24 Septembre 2018

Angola: Jose Filomeno dos Santos, fils de l'ex-président, incarcéré

Photo: António Lourenço/ Angop
José Filomeno dos Santos.

Jose Filomeno dos Santos a été placé en détention provisoire dans le cadre d'une affaire de détournement de fonds de 500 millions de dollars.

Jose Filomeno dos Santos est en détention préventive « en raison de la complexité et de la gravité des faits », pour « garantir, aussi, l'efficacité de l'enquête », a annoncé le procureur général angolais dans la soirée, lundi 24 septembre.

Car, explique le procureur, il y a dans le dossier suffisamment de preuves que « les accusés se sont engagés dans des activités de corruption ». Blanchiment d'argent, perception indue d'avantages, ou encore escroquerie sont quelques-uns des crimes listés. Des délits passibles de 8 à 12 ans de prison.

Jean-Claude Bastos de Morais, un très proche du fils dos Santos, est également placé en détention provisoire. Cet homme d'affaires angolo-suisse a géré une partie du fonds souverain, organisme doté de 5 milliards de dollars que Jose Filomeno dos Santos a dirigé entre 2013 et 2018. Une gestion qui lui est aujourd'hui reprochée.

Cette arrestation n'est pas une surprise pour Alcides Sakala, porte-parole de l'UNITA, principale force de l'opposition angolaise : « On en parle depuis pas mal de temps.

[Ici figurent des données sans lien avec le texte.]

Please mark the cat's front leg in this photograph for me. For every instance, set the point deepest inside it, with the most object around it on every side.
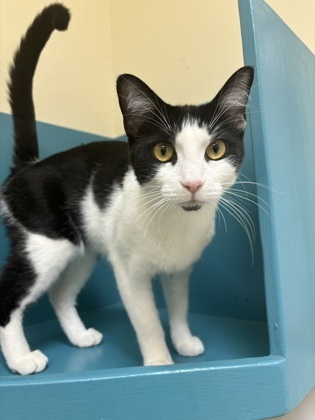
(175, 287)
(135, 288)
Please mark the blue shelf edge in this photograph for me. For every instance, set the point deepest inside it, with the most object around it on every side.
(136, 393)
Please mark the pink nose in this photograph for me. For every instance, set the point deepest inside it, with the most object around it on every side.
(192, 186)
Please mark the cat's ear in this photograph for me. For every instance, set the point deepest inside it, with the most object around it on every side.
(140, 106)
(232, 99)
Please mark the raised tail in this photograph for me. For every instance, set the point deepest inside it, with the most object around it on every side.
(20, 85)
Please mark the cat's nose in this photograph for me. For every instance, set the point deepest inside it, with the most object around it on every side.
(192, 186)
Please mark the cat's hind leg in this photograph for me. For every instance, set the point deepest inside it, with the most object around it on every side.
(63, 295)
(35, 263)
(175, 287)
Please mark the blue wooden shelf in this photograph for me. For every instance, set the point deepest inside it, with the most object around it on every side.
(254, 310)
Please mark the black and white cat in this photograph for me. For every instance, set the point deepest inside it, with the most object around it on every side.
(148, 205)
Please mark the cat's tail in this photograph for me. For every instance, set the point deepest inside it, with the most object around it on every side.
(22, 70)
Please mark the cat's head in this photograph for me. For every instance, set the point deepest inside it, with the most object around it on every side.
(189, 154)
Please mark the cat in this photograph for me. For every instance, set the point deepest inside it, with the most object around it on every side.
(148, 205)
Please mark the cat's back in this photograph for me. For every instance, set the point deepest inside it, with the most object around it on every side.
(45, 197)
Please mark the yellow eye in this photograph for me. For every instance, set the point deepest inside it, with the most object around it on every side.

Cela fait bien des années que l'UNITA, dénonce avec véhémence le besoin de lutter contre la corruption ».

Il rappelle que ce combat était aussi une promesse du président et salue cette « convergence de vues ». Le souhait de cet opposant est à présent que l'Angola « devienne un pays normal », qui « assume ses responsabilités à travers les institutions créées à cet effet ».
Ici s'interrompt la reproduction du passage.